BG-Menu: churn predictor
BG-Menu is one of the biggest food delivery services in Bulgaria. A visitor to their website can explore different chains of restaurants, decide what he/she wants to eat and order the meal online. BG-Menu then delivers the meal from the specific restaurant to the user's address. The client was interested in predicting the likelihood for a user to churn in order to trigger various incentives.
Standard for its industry, BG-Menu is investing heavily on user acquisition, however there is a percentage of users which churn on a monthly basis and BG-Menu believes they can reduce this percentage if they know who is most likely to churn.

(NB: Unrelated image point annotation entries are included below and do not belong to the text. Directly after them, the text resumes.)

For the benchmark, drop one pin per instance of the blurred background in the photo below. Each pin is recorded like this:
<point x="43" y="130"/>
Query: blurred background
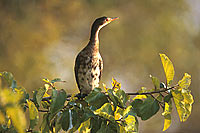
<point x="41" y="38"/>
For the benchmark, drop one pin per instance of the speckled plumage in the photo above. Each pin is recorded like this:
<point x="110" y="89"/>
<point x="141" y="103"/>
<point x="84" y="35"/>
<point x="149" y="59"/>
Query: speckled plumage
<point x="89" y="64"/>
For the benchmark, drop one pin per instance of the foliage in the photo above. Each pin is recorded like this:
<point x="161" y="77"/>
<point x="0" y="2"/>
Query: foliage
<point x="109" y="111"/>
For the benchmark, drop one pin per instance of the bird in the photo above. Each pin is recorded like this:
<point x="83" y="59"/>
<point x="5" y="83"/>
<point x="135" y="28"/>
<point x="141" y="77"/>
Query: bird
<point x="89" y="64"/>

We have developed and deployed a model which predicts users who are going to churn with 85%+ accuracy
BG-Menu: delivery time predictor
BG-Menu is one of the biggest food delivery services in Bulgaria, on their website a person can see different chains of restaurants, decide what he/she wants to eat and order the meal online. BG-Menu then delivers the meal from the specific restaurant to the user's address.
BG-Menu was facing challenges at predicting delivery times for the different orders. This can sometimes lead to frustrated customers who haven't received their order on time, or sometimes predict a longer delivery times than the actually needed, which leads to drop in conversation rates, due to customers who are not willing to wait that much for a meal.
We developed and deployed a model which can predict the delivery time of an order from restaurant A to place B. Below are some of the achieved performance metrics :
- 30% accuracy when predicting a food to be delivered with not more than 3 minutes difference from the actual time
- 45% accuracy when predicting a food to be delivered with not more than 5 minutes difference from the actual time
- 70% accuracy when predicting a food to be delivered with not more than 10 minutes difference from the actual time
NEG: topic classification
NEG owns the largest online community website in Bulgaria after Facebook. The forum contains lots of content and new one is produced with large volumes every day (50+ million page views per month).
they needed better categorization of what is talked about in the different topics/sub-forums, so they can use these places for more targeted advertisements.
A model which can put a post into one of up to 50 different categories (e.g. Health, Business, Technology, etc..). The model has around 80% accuracy in classifying posts from the forum.
SEC Live aimed at changing the way people consume SEC filings. Their flagship product took the best out of filings by combining machine learning and natural language processing algorithms to make sense of both textual and numeric data and then wrapping it up into an elegant and beautiful web reader, where analysts and investors could keep all of their research in one place.
- Size - the filings repository contained over 4 TB of millions of loosely structured SEC filings. The regular and timely fetching and processing of such amount is no trivial think.
- Variety - there are over 80 different types of filings with different type of content, sections and structure. Categorization and processing such varied source of textual data is a very complex classification problem.
We developed a bid data processing solution that was computing all of the ML algorithms on a Hadoop MapReduce scalable and elastic computational environment that was able to process the full amount of filings in less than an hour by allocating and freeing a cloud of 100 instances on demand keeping the cloud infrastructure cost under 500$ per month.
To accommodate the variety of fillings, different approaches to training the ML algorithms were employed, resulting in building an internal UI for annotating training data and validation of classification results.
Additionally, we have done thorough performance testing, tuning and monitoring, to accommodate a traffic of 1000 simultaneous users.